In this colab, we will apply ensemble technqiues regression problem in california housing dataset.  

We have already applied different regressors on california housing dataset.  In this colab, we will make use of 
* AdaBoost regressor
* Gradient boosting regressor
* XGBoost regressor

In [None]:
import pandas as pd
import numpy as np

from sklearn.datasets import fetch_california_housing
from sklearn.ensemble import AdaBoostRegressor
from sklearn.ensemble import GradientBoostingRegressor

from sklearn.metrics import mean_absolute_error
from sklearn.model_selection import cross_validate
from sklearn.model_selection import train_test_split
from sklearn.model_selection import RandomizedSearchCV
from sklearn.model_selection import ShuffleSplit

In [None]:
np.random.seed(306)

Let's use `ShuffleSplit` as cv with 10 splits and 20% examples set aside as test examples.

In [None]:
cv = ShuffleSplit(n_splits=10, test_size=0.2, random_state=42)

Let's download the data and split it into training and test sets.

In [None]:
# fetch dataset
features, labels = fetch_california_housing(as_frame=True, return_X_y=True)
labels *= 100

# train-test split
com_train_features, test_features, com_train_labels, test_labels = train_test_split(
    features, labels, random_state=42)

# train --> train + dev split
train_features, dev_features, train_labels, dev_labels = train_test_split(
    com_train_features, com_train_labels, random_state=42)

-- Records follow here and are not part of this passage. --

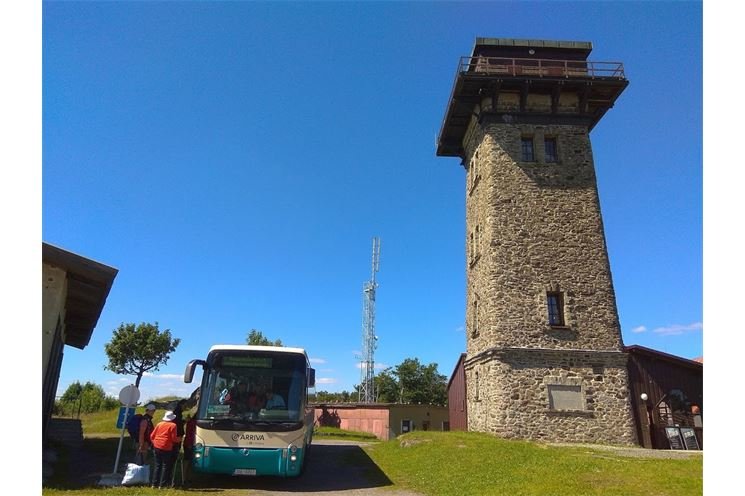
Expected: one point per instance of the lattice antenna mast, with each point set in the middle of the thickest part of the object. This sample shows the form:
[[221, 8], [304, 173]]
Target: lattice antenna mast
[[369, 339]]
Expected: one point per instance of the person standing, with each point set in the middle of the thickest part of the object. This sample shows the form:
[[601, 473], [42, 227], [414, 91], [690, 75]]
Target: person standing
[[179, 421], [164, 437], [143, 435], [190, 434]]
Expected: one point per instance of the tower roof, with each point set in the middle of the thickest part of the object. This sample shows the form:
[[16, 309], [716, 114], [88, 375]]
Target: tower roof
[[507, 66]]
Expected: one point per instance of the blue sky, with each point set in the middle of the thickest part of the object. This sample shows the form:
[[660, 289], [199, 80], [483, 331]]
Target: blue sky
[[234, 161]]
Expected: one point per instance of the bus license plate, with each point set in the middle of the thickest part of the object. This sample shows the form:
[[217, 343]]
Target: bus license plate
[[244, 471]]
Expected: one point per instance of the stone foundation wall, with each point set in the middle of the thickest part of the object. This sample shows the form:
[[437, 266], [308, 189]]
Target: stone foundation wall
[[508, 395]]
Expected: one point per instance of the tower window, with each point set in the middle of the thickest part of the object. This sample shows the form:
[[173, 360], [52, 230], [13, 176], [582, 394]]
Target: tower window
[[526, 150], [549, 145], [555, 302]]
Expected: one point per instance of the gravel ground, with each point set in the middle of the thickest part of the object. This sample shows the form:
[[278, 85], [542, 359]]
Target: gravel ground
[[635, 452]]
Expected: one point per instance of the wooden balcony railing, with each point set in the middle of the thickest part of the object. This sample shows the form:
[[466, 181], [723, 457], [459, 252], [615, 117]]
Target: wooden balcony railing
[[549, 68]]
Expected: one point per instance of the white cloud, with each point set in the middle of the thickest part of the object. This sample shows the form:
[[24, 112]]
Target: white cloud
[[678, 329]]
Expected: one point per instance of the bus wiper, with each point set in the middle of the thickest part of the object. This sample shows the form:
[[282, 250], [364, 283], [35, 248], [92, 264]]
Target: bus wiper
[[221, 423]]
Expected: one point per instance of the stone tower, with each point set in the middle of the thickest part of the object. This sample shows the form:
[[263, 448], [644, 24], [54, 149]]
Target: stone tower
[[544, 351]]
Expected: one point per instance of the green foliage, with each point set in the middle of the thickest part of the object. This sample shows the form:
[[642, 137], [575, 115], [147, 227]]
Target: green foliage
[[336, 433], [327, 397], [134, 350], [458, 463], [412, 382], [256, 338], [85, 398]]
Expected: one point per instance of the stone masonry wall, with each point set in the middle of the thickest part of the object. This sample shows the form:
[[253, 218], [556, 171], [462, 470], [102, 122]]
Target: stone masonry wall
[[534, 227], [539, 229], [510, 396]]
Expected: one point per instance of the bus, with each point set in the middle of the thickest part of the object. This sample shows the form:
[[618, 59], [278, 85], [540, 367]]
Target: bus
[[240, 430]]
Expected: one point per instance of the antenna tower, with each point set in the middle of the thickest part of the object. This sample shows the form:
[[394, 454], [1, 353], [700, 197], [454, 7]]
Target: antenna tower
[[369, 339]]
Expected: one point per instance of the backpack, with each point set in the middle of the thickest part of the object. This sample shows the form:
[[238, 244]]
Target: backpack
[[133, 426]]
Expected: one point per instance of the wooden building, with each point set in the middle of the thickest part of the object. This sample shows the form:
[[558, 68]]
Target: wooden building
[[666, 392], [74, 291]]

## Training different regressors

Let's train different regressors:

In [None]:
def train_regressor(estimator, X_train, y_train, cv, name):
  cv_results = cross_validate(estimator,
                              X_train, 
                              y_train, 
                              cv=cv,
                              scoring="neg_mean_absolute_error",
                              return_train_score=True,
                              return_estimator=True)

  cv_train_error = -1* cv_results['train_score']
  cv_test_error = -1 * cv_results['test_score']

  print(f"On an average, {name} makes an error of "
        f"{cv_train_error.mean():.3f}k +/- {cv_train_error.std():.3f}k on the training set.")
  print(f"On an average, {name} makes an error of "
        f"{cv_test_error.mean():.3f}k +/- {cv_test_error.std():.3f}k on the test set.")

In [None]:
#@title AdaBoostRegressor
train_regressor(
    AdaBoostRegressor(), com_train_features,
    com_train_labels, cv, 'AdaBoostRegressor')

On an average, AdaBoostRegressor makes an error of 73.263k +/- 6.031k on the training set.
On an average, AdaBoostRegressor makes an error of 73.623k +/- 6.057k on the test set.


In [None]:
#@title GradientBoostingRegressor
train_regressor(
    GradientBoostingRegressor(), com_train_features, com_train_labels, cv,
   'GradientBoostingRegressor')

On an average, GradientBoostingRegressor makes an error of 35.394k +/- 0.273k on the training set.
On an average, GradientBoostingRegressor makes an error of 36.773k +/- 0.723k on the test set.


In [None]:
?GradientBoostingRegressor


# XGBoost

In [None]:
!pip install xgboost



Extreme gradient boosting (XGBoost) is the latest boosting technique.  It is more regularized form of gradient boosting.  With regularization, it is able to achieve better generalization performance than gradient boosting.

In [None]:
from xgboost import XGBRegressor
xgb_regressor = XGBRegressor(objective='reg:squarederror')

In [None]:
?XGBRegressor

In [None]:
train_regressor(
    xgb_regressor, com_train_features,
    com_train_labels, cv, 'XGBoostRegressor')

On an average, XGBoostRegressor makes an error of 35.441k +/- 0.228k on the training set.
On an average, XGBoostRegressor makes an error of 36.815k +/- 0.707k on the test set.


In [None]:
xg_reg = XGBRegressor(objective ='reg:squarederror',
                      colsample_bytree = 1, eta=0.3,
                      learning_rate = 0.1, max_depth = 5, 
                      alpha = 10, n_estimators = 2000)

In [None]:
train_regressor(
    xg_reg, com_train_features,
    com_train_labels, cv, 'XGBoostRegressor')

On an average, XGBoostRegressor makes an error of 8.119k +/- 0.068k on the training set.
On an average, XGBoostRegressor makes an error of 30.000k +/- 0.630k on the test set.


In [None]:
xg_reg = XGBRegressor(objective ='reg:squarederror', max_depth = 5, 
                      alpha = 10, n_estimators = 2000)

In [None]:
train_regressor(
    xg_reg, com_train_features,
    com_train_labels, cv, 'XGBoostRegressor')

On an average, XGBoostRegressor makes an error of 8.119k +/- 0.068k on the training set.
On an average, XGBoostRegressor makes an error of 30.000k +/- 0.630k on the test set.